写真1●ニッセンでマーケティング本部CRM推進部ソーシャルメディアチームを率いる柿丸 繁氏
写真1●ニッセンでマーケティング本部CRM推進部ソーシャルメディアチームを率いる柿丸 繁氏
[画像のクリックで拡大表示]

 2012年7月24日から開催されているイベント「モバイル&ソーシャルWEEK 2012」において、ニッセンでマーケティング本部CRM推進部ソーシャルメディアチームを率いる柿丸 繁氏は「ニッセンのビッグデータ活用事例 ~VOC活用による次世代型CRM~ 」と題し、ビッグデータの観点からソーシャルメディア活用について自社の取り組みを説明した(写真1)。

 ニッセンでは、従来の事業基盤であるカタログ通販を推し進めるかたちでEコマースの売上を拡大しているという。具体的には、セグメント化した顧客に対し、One to Oneマーケティングに基づいたカタログを配布したり、コンテンツ配信を実施したりすることで、売上を拡大。ここでは顧客DBをいかに充実させていくかが事業基盤の一つになるという。

3つの取り組みでソーシャルメディア活用を促進

 この事業基盤に基づき、3つの取り組みを通じてソーシャルメディア活用を促進しようとしているという。
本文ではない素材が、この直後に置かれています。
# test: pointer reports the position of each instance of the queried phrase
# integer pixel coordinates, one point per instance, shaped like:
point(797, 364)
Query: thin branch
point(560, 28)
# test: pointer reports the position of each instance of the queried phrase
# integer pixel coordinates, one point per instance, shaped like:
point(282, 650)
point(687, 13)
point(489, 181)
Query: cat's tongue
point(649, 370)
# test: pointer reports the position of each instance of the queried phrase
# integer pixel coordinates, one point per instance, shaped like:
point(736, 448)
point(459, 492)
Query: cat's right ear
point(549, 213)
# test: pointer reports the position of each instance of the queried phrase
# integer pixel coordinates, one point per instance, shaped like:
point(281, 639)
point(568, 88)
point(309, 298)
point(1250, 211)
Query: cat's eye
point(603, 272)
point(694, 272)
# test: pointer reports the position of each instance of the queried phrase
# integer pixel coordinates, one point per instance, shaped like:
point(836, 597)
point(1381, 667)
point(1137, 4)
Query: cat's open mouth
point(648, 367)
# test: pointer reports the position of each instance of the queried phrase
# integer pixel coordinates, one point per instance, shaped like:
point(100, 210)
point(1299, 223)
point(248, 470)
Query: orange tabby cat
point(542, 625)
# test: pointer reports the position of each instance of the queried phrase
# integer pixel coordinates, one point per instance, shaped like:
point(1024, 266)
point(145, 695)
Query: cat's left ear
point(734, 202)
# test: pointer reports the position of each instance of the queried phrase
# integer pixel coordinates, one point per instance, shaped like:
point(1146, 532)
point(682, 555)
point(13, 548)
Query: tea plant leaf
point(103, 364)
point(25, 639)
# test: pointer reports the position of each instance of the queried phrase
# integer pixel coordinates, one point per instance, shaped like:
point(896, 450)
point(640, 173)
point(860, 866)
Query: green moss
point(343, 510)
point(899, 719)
(1)ビッグデータの活用基盤構築と活用推進、(2)ソーシャルCRMを活用した関係構築、(3)広告宣伝分野でのクロスメディア活用、である。今回は(1)と(2)について、構想段階のものを含め、自社の取り組みを披露した。

 (1)のビッグデータの活用基盤構築と活用推進においては、既存DBのリッチ化とプロモーション活用、VOC(顧客の声)活用基盤構築と活用推進に取り組んでいるという。具体的にはソーシャルメディアからソーシャルグラフデータを獲得して顧客DBと連携することにより、販売促進につなげるという取り組みを検討している。生活イベントをタイムリーに捉えることにより、従来見落としている販促機会を得ることを期待している。ここでは、不必要なデータは獲得しないなどのリスクマネジメントを重視しながら、その活用方法を検討しているという。

 また、自社SNS「ハピテラ」に日々蓄積される商品クチコミや、Webクローリングによるソーシャルデータに含まる自社商品/サービスに対する声などを統合し、テキストマイニングによってアウトプットとなる気づきや改善点などを得ることを検討しているという。

 (2)のソーシャルCRMを活用した関係構築では、コミュニケーション戦略の展開と、消費者主導型の商品開発ラボの設立に取り組んでいる。

 コミュニケーション戦略では、SNSを活用した顧客との対話戦略を徹底すると同時に、アクティブサポートの拡大に取り組んでいるという。その結果、例えばTwitterではフォロワー数は競合他社よりも少ないものの、日々の対話量の多さからエンゲージ(ユーザーとのかかわり)が生まれているとする。

 同時に、対話戦略の一環としてアクティブサポートを2012年4月から実施、積極的な顧客対応に取り組んでいる。これにより、顧客の離反防止につなげると同時に、商品改善に生かすことが見込めるという。

 柿丸氏はさらに、ソーシャルメディアを活用することで消費者主導型の商品開発が簡単に実現できるようになったことに触れた。潜在需要のキャッチと受注効率の改善が期待できるという。

ソーシャルメディアは顧客が主役

 これらの取り組みを示しながら柿丸氏は、「ソーシャルメディアはお客様が主役であり、企業がセールス色を出すものでない」ことを指摘。同時に、「ソーシャルメディア活用は、良いことづくめではない。ソーシャルCRMへのきちんとした準備は必要」と語り、リスクマネジメントが大事であることを強調した。例えばニッセンでは、「ニッセンソーシャルメディアガイドライン」を業務担当者向けや一般従業員向けに用意しているという。

 最後に柿丸氏は、「あらゆる社内部門が連携してソーシャルメディアを使いこなす時代なので、それにフィットした組織や、組織間連携を強く意識することが必要」と述べ、ソーシャルメディアの担当部署だけでなく、社内全体を巻き込んで取り組んでいくことの重要性を強調して講演を終えた。

 日経BP社は7月24日~26日の3日間、モバイル&ソーシャルWEEK 2012(会場:六本木アカデミーヒルズ49)を開催している。